Surface area, particle aggregation, pressure drop in columns, nanotoxicity, and commercialization difficulties limit the use of nanoparticle adsorbents. Magnetic primary nano-Fe3O4 particles (∼16.7 nm diameter) were dispersed on high-surface-area (695 m2/g) Douglas fir biochar (MBC). A cheap, commercial fast pyrolysis biochar, a syngas byproduct, was modified by chemical coprecipitation of Fe3O4 from Fe3+/Fe2+ aqueous NaOH, served as a matrix, aiding magnetite nanoparticle dispersion and reducing the extent of particle aggregation. This MBC removed ∼90.0 mg/g of phosphate from water, approximately 20 times the capacity reported for neat (∼39 nm) magnetite particles (∼5.1 mg/g). MBC was robust in fixed-bed column sorption with 82.5 mg/g (at pH 3) capacity, showing no significant equilibrium or kinetic limitations in flow versus batch sorption. The biochar support serves as an added adsorption phase for heavy metals and organic contaminants, adsorbing poorly on magnetite. MBC enables magnetic separation of exhausted adsorbent from a batch process, an alternative to filtration. The neat and phosphate-laden hybrid sorbents were was characterized by scanning electron microscopy, transmission electron microscopy, energy-dispersive X-ray, point of zero charge, X-ray diffraction, X-ray photoelectron spectroscopy (XPS), elemental analysis, vibrating sample magnetometry, and Brunauer–Emmett–Teller surface-area and pore-volume measurements. The chemisorption mechanism versus pH, evaluated by XPS and existing literature, characterized the dominant phosphate complexes adsorbed on magnetite. The pH effect on phosphate sorption and the P 2p XPS binding energy shifts at pH from 1 to 13 are reported. A solution pH of 1–3 facilitates the formation of bidentate monoprotonated phosphate complexes [(Fe–O)2-PO2H]− at Fe–OH surface functions.
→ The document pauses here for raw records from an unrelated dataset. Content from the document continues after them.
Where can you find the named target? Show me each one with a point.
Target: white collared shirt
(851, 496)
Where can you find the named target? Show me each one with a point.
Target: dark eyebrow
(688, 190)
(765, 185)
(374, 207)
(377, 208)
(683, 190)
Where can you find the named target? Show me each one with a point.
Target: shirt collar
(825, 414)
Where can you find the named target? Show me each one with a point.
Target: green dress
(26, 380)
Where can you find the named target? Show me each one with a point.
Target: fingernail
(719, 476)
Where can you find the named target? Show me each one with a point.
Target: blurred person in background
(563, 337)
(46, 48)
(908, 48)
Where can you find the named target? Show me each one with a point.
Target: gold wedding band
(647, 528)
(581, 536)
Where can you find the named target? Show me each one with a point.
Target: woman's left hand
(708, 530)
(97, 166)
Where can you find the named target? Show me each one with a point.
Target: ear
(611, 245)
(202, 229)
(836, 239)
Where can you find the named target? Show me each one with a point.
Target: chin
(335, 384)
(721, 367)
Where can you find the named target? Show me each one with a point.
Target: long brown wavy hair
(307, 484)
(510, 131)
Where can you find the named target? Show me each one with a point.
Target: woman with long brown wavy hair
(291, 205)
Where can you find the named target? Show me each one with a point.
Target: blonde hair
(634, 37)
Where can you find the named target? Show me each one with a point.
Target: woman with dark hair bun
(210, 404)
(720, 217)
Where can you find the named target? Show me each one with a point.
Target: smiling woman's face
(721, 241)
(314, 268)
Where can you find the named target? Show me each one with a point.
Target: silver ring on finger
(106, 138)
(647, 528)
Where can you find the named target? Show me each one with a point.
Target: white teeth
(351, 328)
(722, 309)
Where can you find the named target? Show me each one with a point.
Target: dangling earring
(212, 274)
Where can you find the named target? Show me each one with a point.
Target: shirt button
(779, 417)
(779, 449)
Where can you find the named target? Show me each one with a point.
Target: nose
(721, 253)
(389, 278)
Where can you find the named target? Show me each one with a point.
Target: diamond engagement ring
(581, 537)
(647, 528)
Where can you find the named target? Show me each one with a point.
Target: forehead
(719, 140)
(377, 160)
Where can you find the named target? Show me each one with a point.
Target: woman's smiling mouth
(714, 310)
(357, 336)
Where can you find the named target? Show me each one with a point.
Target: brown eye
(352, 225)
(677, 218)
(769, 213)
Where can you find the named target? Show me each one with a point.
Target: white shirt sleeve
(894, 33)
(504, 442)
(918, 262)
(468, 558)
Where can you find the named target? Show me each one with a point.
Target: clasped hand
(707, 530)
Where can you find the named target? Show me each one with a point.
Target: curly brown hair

H2PO42– predominates in solution at pH ∼4–6.5, which favors the formation of [Fe–O–PO3H]− at these pH values. At strongly basic pH (10–13) values, PO43– predominates and forms deprotonated chemisorbed monodentate [Fe–O–PO3]2– and bidentate [(Fe–O)2PO2]2–. Multilayer phosphate sorption and precipitation of iron phosphates were considered.